3. The composition according to claim 1 or 2, wherein the calcium phosphate comprises one or more selected from hydroxyapatite, tricalcium phosphate, tetracalcium phosphate, octacalcium phosphate, calcium hydrogen phosphate, and amorphous calcium phosphate.

4. The composition according to claim 3, comprising 1% by weight or more of the calcium phosphate.

5. The composition according to claim 3, wherein the particle size of the calcium phosphate is 0.5 μm to 500 μm.

6. The composition according to claim 3, wherein the aforementioned metals are one or more selected from cadmium, strontium, barium, lead, zinc, magnesium, manganese, iron, radium, aluminum, yttrium, cesium, neodymium, lanthanum, chromium, arsenic, vanadium, uranium, and germanium.

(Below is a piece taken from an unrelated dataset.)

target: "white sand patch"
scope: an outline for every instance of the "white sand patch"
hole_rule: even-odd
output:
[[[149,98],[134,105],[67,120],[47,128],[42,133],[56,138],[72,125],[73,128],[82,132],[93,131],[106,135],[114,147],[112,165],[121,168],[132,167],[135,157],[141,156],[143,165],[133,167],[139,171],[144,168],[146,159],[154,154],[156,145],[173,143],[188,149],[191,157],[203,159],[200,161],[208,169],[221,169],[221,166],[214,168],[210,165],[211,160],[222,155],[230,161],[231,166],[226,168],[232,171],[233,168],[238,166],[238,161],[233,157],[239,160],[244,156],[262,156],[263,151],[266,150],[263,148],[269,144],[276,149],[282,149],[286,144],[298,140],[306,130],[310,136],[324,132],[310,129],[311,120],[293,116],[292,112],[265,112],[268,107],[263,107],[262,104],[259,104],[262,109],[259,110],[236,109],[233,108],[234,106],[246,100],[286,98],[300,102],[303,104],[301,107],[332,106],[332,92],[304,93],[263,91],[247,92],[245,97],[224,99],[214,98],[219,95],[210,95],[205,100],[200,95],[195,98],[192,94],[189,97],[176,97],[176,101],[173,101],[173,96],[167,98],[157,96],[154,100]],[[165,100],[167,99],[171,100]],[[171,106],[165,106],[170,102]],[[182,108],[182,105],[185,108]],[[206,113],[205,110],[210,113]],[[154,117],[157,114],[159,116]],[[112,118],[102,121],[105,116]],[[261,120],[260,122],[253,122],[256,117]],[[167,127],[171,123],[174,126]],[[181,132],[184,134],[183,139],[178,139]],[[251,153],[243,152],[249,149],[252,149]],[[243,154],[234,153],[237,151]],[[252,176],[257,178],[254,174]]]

7. A method for recovering metals, A step of precipitating calcium phosphate containing metal ions derived from the aforementioned metals onto calcium phosphate particles in a liquid containing the aforementioned metals, A step of separating the calcium phosphate particles from which the calcium phosphate containing the metal ions has precipitated, A method characterized by comprising:

8. The method according to claim 7, wherein the calcium phosphate comprises one or more selected from hydroxyapatite, tricalcium phosphate, tetracalcium phosphate, octacalcium phosphate, calcium hydrogen phosphate, and amorphous calcium phosphate.

9. The method according to claim 8, characterized in that the calcium phosphate particles are calcium phosphate particles treated with acid.

10. The method according to claim 9, characterized in that the calcium phosphate particles treated with acid are calcium phosphate particles treated with an aqueous solution with a pH of 1 to 4 for a predetermined time.

11. The method according to any one of claims 7 to 10, comprising the step of partially dissolving the separated calcium phosphate particles to recover the metals and / or metal ions derived from the metals.